Sorry, this is poorly phrased by me. I meant that it would surprise me if there’s much benefit from adding a few additional cities.
Possibly! That would certainly be a convenient finding (from my perspective) if it did end up working out that way.
Thank you, this is fascinating. Is there an option to monitor wastewater just from airports (as well as generally for a whole city)? Then anything brought in on international flights might be less diluted and you might be able to detect it sooner, idk?
I realise that the world is a little bit different than in 1918, but given that the Spanish Flu was spread by troop movements, I wonder what the various militaries are doing and if they see themselves as having a role in pandemic prevention?

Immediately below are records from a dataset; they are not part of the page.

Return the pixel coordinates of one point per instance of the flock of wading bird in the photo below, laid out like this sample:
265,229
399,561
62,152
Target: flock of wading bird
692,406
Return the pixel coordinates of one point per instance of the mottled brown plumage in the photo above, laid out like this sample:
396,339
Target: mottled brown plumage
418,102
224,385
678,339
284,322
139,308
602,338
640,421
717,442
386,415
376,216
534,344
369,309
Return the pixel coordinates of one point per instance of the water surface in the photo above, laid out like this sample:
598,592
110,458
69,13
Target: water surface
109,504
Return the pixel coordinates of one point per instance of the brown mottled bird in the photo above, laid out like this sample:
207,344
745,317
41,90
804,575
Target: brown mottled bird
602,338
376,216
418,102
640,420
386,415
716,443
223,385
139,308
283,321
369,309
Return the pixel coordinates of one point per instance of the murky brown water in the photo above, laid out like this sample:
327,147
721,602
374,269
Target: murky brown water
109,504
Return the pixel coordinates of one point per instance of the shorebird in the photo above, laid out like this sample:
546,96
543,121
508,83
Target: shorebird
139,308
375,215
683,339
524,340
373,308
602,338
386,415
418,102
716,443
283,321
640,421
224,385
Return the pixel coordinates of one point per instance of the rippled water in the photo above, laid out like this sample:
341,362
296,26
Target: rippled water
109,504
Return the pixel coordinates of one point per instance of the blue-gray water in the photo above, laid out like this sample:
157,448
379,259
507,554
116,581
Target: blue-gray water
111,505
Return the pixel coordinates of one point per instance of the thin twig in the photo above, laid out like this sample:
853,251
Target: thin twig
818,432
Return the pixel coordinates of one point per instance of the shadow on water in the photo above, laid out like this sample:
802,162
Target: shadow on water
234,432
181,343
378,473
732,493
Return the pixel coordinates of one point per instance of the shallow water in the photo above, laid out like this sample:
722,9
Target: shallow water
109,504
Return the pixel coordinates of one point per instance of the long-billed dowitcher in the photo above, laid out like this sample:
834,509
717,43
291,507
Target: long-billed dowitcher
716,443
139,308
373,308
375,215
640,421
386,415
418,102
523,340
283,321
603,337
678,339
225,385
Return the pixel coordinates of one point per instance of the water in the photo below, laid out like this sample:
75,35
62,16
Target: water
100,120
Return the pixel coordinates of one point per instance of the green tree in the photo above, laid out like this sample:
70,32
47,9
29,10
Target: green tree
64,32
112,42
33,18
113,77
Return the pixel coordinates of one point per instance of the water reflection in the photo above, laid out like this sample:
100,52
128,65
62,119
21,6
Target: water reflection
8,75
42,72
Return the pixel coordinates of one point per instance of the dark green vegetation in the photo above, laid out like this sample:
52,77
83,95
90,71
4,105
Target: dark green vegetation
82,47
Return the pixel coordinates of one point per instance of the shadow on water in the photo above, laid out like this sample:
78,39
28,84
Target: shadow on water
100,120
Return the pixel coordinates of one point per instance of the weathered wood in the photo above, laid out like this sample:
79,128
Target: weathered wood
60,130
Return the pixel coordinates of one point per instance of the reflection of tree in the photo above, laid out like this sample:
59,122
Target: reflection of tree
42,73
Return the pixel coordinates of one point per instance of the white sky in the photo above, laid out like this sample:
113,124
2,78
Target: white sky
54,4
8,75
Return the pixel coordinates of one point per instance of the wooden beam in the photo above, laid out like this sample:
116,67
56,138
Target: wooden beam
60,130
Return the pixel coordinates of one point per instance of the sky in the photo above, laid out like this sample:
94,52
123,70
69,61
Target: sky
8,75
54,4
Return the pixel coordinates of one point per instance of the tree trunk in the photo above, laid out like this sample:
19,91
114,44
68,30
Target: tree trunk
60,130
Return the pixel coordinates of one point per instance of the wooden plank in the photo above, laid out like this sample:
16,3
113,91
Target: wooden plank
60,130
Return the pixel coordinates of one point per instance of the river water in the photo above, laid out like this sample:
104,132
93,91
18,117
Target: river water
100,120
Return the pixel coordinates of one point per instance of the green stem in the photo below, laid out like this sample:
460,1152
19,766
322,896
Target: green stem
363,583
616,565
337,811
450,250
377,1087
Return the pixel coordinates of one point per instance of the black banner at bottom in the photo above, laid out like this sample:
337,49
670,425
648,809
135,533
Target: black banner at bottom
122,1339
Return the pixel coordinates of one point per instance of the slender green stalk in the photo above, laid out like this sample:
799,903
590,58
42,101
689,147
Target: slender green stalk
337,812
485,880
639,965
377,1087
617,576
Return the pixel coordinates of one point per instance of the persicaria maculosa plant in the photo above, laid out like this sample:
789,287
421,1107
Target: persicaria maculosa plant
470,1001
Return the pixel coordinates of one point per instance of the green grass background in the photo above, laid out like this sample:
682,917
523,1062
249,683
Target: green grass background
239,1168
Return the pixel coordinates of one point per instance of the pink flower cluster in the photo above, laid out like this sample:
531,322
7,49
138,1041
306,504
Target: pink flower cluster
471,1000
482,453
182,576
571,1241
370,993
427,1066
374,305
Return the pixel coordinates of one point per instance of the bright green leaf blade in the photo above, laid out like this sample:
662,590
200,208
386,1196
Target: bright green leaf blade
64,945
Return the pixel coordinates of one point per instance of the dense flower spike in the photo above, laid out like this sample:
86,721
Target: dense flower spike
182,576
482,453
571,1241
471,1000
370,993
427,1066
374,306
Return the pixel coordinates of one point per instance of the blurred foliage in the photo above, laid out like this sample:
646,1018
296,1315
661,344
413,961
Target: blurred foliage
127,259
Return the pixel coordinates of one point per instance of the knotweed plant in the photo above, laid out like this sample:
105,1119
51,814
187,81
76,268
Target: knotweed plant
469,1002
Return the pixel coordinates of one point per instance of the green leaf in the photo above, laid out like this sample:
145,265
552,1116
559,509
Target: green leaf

The NAO ran a pilot where we worked with the CDC and Ginkgo to collect and sequence pooled airplane toilet waste. We haven’t sequenced these samples as deeply as we would like to yet, but initial results look very promising.
Militaries are generally interested in this kind of thing, but primarily as biodefense: protecting the population and service members.
Thanks for the post! This may not be helpful, but one thing I would be curious to see would be how the dispersion coefficient k (Discussed here; I’m sure there’s a better reference source) affected the importance of having many sites. With COVID, a lot of transmission came from superspreader events, which intuitively would increase the variance of how quickly it spread in different sites. On the other hand, the flu has a low proportion of superspreader events, so testing in a well connected site might explain more of the variance?
I haven’t done or seen any modeling on this, but intuitively I would expect the variance due to superspreading to have most of its impact in the very early days, when single superspreading events can meaningfully accelerate the progress of the pandemic in a specific location, and to be minimal by the time you get to ~1% cumulative incidence?